Was würden Sie rückblickend anders machen?

Im Großen und Ganzen bin ich zufrieden. Allerdings gibt es Projekte, bei denen man sich fragt, warum das so lange dauert. Das Forsthaus Valepp wieder auf Vordermann zu bringen, da wäre ich gerne weitergekommen. Da soll wieder eine Gastronomie mit Zimmern rein. Es gibt schon einen Architekten und einen Pächter. Eine Eröffnung nach der Schneeschmelze 2019 ist realistisch.

Was können Sie über Ihren Nachfolger erzählen?

Jörg Meyer war bislang Leiter des Vorstandsbüros an der Unternehmenszentrale – da hat er mich quasi beerbt. Wir kennen uns und pflegen einen kollegialen und sehr guten Umgang. Wir reden offen über alle anstehenden Arbeiten, das ist das Wichtige, wenn man einen so großen Betrieb übergibt.

Welchen Ratschlag würden Sie Ihrem Nachfolger geben?

Erstmal würde ich ihn bitten, gut auf die Mannschaft vom Forstbetrieb aufzupassen – das ist mir ein großes Anliegen. Einen Ratschlag will ich nicht geben, das muss jeder individuell machen.

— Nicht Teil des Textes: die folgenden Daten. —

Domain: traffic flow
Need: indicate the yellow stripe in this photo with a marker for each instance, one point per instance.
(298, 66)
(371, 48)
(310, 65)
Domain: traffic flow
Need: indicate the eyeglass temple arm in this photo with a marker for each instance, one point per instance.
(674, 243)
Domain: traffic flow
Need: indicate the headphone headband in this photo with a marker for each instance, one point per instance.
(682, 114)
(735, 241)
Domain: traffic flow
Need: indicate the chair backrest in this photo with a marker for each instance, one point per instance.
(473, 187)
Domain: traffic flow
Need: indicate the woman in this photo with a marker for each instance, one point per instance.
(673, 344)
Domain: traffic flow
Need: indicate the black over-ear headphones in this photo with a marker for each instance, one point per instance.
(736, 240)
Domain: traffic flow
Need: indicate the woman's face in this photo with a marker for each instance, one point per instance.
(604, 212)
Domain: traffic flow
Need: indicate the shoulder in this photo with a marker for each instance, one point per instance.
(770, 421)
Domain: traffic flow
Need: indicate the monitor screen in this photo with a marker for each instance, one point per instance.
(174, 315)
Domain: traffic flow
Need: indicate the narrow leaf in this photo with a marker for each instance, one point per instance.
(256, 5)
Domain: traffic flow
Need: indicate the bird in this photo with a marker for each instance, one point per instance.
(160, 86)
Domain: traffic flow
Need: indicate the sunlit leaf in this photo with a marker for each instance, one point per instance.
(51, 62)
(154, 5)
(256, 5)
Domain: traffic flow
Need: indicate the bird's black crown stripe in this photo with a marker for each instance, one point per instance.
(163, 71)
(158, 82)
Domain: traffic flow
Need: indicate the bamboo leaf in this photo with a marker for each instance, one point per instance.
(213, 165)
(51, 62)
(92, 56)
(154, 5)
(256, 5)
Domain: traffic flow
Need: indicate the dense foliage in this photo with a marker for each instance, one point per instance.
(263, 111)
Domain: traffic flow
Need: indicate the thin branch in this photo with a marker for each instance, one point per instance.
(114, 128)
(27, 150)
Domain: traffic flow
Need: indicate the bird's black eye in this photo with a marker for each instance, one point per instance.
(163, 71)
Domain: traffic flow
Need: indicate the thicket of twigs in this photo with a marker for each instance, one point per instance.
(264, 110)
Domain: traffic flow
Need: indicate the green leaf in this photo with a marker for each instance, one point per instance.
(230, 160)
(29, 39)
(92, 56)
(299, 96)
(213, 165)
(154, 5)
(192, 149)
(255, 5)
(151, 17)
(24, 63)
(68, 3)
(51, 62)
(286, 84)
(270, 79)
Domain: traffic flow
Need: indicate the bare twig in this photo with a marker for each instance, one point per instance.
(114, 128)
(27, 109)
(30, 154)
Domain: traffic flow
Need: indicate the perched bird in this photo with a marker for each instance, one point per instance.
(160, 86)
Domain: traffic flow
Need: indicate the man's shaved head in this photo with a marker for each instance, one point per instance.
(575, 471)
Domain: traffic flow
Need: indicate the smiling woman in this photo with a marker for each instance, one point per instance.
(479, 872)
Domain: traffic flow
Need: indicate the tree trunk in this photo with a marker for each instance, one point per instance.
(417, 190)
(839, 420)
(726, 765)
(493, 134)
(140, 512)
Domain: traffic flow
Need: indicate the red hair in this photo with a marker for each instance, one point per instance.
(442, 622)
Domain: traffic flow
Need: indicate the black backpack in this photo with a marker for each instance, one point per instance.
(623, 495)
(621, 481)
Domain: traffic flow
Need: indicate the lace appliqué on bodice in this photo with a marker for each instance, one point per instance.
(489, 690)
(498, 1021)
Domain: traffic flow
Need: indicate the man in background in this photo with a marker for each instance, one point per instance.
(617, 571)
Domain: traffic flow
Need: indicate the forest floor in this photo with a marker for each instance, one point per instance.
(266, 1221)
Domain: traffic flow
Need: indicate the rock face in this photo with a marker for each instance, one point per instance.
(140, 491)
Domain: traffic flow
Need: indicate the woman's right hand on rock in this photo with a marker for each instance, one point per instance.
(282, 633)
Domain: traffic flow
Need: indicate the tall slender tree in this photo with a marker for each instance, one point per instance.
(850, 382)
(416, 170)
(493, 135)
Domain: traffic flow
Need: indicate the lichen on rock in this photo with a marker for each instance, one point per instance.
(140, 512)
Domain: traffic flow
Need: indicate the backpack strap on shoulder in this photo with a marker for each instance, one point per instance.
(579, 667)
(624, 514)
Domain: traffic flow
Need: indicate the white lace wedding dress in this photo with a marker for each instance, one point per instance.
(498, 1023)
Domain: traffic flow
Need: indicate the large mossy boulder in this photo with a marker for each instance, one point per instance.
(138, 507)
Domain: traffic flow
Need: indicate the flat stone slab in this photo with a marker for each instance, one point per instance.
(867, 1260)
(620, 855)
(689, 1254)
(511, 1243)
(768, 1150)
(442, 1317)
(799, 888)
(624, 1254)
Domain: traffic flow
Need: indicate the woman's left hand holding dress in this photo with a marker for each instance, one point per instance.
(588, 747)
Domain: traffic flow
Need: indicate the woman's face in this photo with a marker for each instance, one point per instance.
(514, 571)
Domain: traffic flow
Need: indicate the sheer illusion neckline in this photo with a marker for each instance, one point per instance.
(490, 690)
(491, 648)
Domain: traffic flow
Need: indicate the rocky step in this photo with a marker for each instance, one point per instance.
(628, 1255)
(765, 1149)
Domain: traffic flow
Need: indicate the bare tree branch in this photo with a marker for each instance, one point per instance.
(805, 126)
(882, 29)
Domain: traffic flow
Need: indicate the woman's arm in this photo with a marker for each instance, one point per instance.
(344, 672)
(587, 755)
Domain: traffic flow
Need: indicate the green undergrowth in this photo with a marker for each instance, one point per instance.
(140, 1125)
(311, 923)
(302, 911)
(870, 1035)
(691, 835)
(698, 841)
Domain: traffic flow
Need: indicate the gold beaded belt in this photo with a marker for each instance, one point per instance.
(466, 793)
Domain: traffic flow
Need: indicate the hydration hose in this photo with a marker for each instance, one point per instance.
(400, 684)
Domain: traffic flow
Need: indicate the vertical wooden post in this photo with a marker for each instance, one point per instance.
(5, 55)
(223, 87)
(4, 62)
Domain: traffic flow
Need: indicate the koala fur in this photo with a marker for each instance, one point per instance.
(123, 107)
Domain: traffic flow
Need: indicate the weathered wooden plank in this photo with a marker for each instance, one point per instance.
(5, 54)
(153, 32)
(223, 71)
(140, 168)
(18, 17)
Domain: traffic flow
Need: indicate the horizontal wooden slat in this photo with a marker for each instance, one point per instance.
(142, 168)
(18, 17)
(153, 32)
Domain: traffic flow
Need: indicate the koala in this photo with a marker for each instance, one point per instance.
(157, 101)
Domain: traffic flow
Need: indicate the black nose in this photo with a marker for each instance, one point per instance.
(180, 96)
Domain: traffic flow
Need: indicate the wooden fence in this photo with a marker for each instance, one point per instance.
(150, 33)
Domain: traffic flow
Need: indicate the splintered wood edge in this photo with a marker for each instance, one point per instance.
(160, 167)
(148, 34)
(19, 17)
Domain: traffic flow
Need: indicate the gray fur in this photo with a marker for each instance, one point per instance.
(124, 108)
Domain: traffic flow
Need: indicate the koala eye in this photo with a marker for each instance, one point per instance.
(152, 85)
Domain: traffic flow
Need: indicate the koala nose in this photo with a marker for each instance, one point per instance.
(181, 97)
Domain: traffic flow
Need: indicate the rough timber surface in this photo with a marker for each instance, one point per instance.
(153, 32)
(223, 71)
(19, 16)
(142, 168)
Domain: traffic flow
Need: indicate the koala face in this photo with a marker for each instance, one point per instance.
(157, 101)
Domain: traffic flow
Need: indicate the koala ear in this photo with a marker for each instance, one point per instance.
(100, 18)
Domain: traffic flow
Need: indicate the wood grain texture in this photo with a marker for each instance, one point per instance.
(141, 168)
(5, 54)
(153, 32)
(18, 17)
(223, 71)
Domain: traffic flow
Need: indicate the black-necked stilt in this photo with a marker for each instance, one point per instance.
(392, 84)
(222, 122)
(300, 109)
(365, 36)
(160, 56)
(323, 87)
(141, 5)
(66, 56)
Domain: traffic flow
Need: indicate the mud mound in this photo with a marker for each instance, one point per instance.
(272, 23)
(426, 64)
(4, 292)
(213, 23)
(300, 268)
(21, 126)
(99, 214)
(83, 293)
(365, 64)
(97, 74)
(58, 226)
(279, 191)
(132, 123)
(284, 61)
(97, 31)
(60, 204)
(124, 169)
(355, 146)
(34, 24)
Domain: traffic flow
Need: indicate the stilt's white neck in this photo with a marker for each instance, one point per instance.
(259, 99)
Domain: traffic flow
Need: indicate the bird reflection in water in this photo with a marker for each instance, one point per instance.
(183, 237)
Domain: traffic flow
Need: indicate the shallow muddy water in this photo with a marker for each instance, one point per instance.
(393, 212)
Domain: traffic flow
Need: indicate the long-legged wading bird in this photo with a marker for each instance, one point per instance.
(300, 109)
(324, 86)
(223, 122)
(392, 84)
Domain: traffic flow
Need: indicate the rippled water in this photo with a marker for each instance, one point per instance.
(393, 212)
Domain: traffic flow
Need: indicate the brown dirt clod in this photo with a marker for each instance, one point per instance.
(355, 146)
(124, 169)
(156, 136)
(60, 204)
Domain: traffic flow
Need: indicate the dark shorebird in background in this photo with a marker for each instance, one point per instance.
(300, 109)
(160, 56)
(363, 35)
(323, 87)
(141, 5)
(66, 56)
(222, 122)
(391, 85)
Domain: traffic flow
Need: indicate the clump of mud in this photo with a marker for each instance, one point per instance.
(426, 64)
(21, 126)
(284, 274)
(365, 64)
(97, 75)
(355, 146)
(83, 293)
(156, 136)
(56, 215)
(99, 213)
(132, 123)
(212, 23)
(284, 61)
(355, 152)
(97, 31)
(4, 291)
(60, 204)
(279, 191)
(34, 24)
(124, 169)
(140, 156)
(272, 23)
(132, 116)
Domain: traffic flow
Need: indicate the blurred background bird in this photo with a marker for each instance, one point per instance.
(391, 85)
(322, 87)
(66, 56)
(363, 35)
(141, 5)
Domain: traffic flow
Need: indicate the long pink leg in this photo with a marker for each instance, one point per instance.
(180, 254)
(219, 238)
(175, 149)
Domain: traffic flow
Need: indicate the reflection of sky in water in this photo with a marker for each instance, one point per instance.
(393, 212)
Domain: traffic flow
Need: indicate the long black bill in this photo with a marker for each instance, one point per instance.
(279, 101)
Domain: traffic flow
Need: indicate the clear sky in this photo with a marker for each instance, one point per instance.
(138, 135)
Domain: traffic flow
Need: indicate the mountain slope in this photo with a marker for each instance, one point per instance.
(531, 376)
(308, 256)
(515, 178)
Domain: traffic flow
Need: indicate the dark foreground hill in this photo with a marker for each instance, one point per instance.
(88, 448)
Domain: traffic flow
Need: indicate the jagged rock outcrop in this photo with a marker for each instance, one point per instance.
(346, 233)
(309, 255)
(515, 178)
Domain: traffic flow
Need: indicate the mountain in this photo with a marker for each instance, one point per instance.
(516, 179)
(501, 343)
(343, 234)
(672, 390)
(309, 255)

Sie wechseln morgen zurück nach Regensburg. Der Traumberuf?

Traumhaft schön war’s am Schliersee. Ich werde mich in Zukunft in unserer Unternehmenszentrale im Bereich Personal vorrangig um Aus- und Fortbildung kümmern. Das Thema Mitarbeiter liegt mir am Herzen.

Gab es die Möglichkeit, in Schliersee zu bleiben?

Es war von vorneherein klar, dass ich hier nur für eine bestimmte Zeit bleibe. Dennoch fällt mir der Abschied aus Schliersee jetzt sehr schwer. Vom familiären Aspekt her ist es künftig natürlich einfacher, da meine Familie in Regensburg lebt. So schön wie in Schliersee wird’s wahrscheinlich nicht mehr werden.